Reformasi Pajak sudah bergulir sejak tahun 1983, di mana terjadi reformasi undang-undang yang mengubah sistem perhitungan official assessment atau pajaknya dihitung oleh fiskus, menjadi self assessment, di mana setiap wajib pajak wajib menghitung, menyetor, dan melaporkan pajaknya sendiri.

Sekarang, Indonesia sudah memasuki tahap ketiga reformasi perpajakan yang dimulai sejak 2017. Reformasi pajak yang terjadi diawali oleh reformasi undang-undang yang ditandai dengan adanya tax amnesty atau pengampunan pajak di 2016, lalu reorganisasi birokrasi serta pengelolaan SDM, reformasi peraturan perpajakan secara terus-menerus, dan pembaruan sistem inti administrasi perpajakan (PSIAP) atau yang nanti dikenal dengan core tax system.

 

Core Tax System

Di tahun 2021, terbit Undang-Undang Harmonisasi Peraturan Perpajakan (UU HPP) yang mengubah banyak ketentuan perpajakannya, termasuk salah satunya sinkronisasi NIK (nomor induk kependudukan) dan NPWP (Nomor Pokok Wajib Pajak).

Reformasi Perpajakan ini akan berlangsung secara masif, dan nanti puncaknya di tahun 2024 di mana core tax system akan dipergunakan secara nasional menggantikan sistem perpajakan yang sebelumnya eksis.

Lalu seberapa penting implementasi core tax system bagi ekonomi secara nasional, dan khususnya bagi kehidupan bermasyarakat Aceh? Dengan adanya core tax system, seluruh data perpajakan akan terintegrasi ke satu aplikasi, sehingga jauh lebih mempermudah administrasi perpajakan wajib pajak. Akun wajib pajak itu nantinya akan diatur dengan sistem Taxpayer Account Management (TAM).

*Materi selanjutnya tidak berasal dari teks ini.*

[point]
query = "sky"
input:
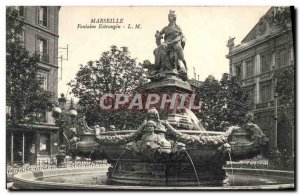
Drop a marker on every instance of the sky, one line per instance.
(206, 29)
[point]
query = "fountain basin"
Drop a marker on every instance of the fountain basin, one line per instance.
(94, 178)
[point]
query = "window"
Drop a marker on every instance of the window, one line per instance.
(265, 62)
(250, 93)
(249, 68)
(282, 58)
(8, 111)
(238, 71)
(265, 93)
(20, 10)
(42, 49)
(43, 16)
(44, 80)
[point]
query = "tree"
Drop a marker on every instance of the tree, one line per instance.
(23, 86)
(115, 73)
(280, 17)
(237, 102)
(223, 103)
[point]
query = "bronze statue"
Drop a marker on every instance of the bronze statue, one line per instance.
(169, 54)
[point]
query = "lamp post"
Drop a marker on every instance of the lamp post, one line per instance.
(61, 116)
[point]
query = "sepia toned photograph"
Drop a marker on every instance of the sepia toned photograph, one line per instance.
(150, 98)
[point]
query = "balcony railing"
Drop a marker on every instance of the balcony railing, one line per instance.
(264, 105)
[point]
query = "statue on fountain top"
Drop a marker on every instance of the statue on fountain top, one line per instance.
(169, 56)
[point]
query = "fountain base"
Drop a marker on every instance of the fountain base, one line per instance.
(166, 174)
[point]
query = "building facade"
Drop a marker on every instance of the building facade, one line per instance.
(40, 34)
(265, 49)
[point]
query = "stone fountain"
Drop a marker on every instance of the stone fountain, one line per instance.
(170, 152)
(176, 151)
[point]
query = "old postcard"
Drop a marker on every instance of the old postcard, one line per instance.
(150, 98)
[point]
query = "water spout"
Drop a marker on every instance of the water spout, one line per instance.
(115, 167)
(193, 166)
(231, 167)
(91, 153)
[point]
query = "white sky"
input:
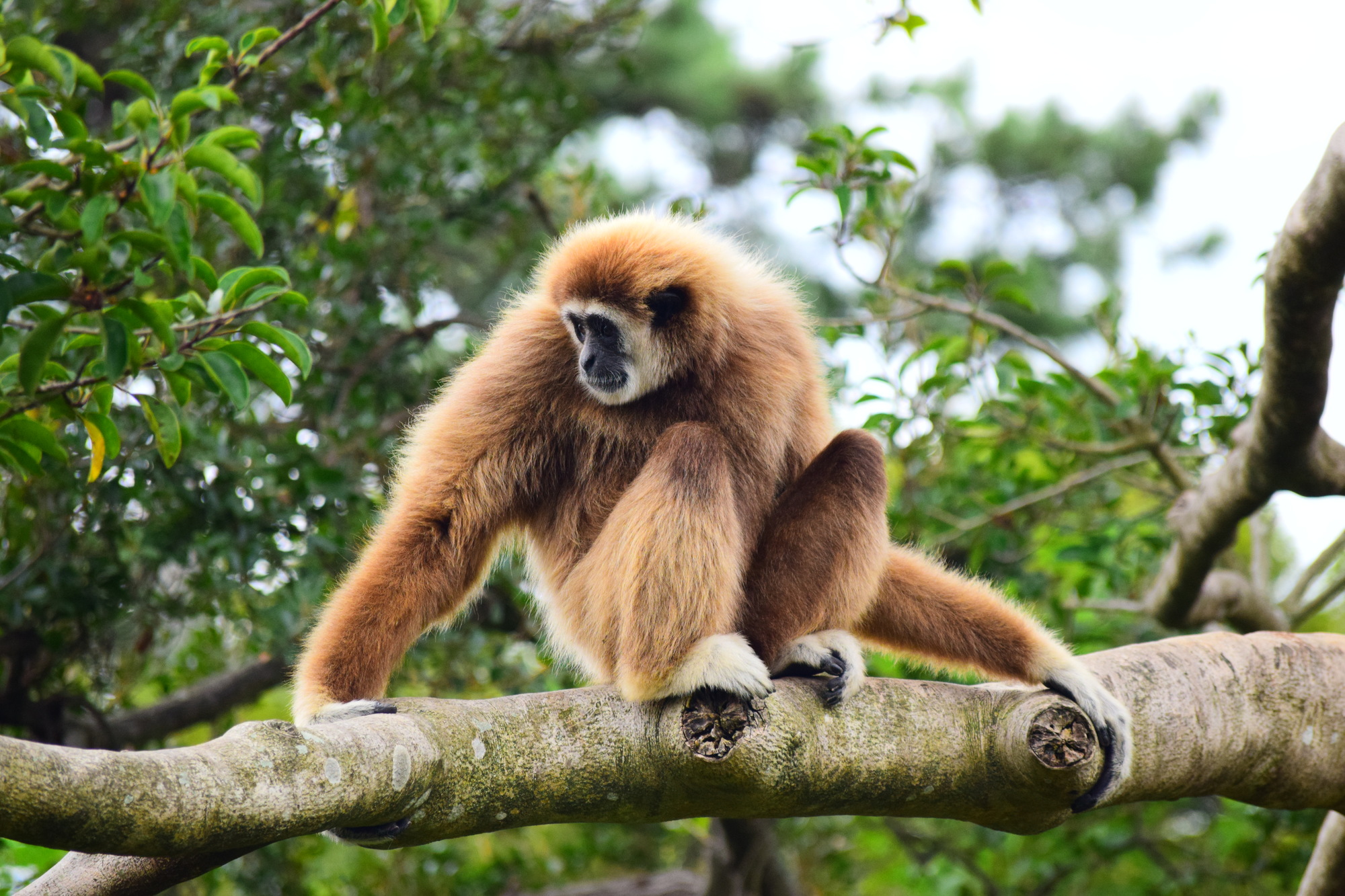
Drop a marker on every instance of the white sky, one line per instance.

Selain perubahan signifikan aplikasi perpajakan yang memudahkan masyarakat dalam melakukan kewajiban perpajakannya, reformasi perpajakan akan tanpa henti melakukan perbaikan terus menerus di bidang organisasi, sumber daya manusia, proses bisnis, dan peraturan perundang-undangan. Reformasi ini tanpa lelah memperbaiki sendiri, dengan tujuan akhir mengoptimalkan penerimaan pajak sebagai tulang punggung Anggaran Pendapatan dan Belanja Negara (APBN) Indonesia dengan porsi penerimaan lebih dari 70% dari total penerimaan negara.

Dengan berjalannya reformasi perpajakan secara sistematis dan sustainable, pada akhirnya masyarakat Aceh yang akan mendapatkan keuntungan sebesar-besarnya. Pembangunan fasilitas pendidikan, kesehatan, lapangan pekerjaan menjadi terjamin dengan program-program yang disusun pemerintah pusat maupun pemerintah daerah. Semua demi mewujudkan cita-cita dan tujuan bersama negara Indonesia yang tercantum dalam pembukaan UUD 1945; memajukan kesejahteraan umum dan mencerdaskan kehidupan bangsa.

 

 *)Artikel ini merupakan pendapat pribadi penulis dan bukan cerminan sikap instansi tempat penulis bekerja.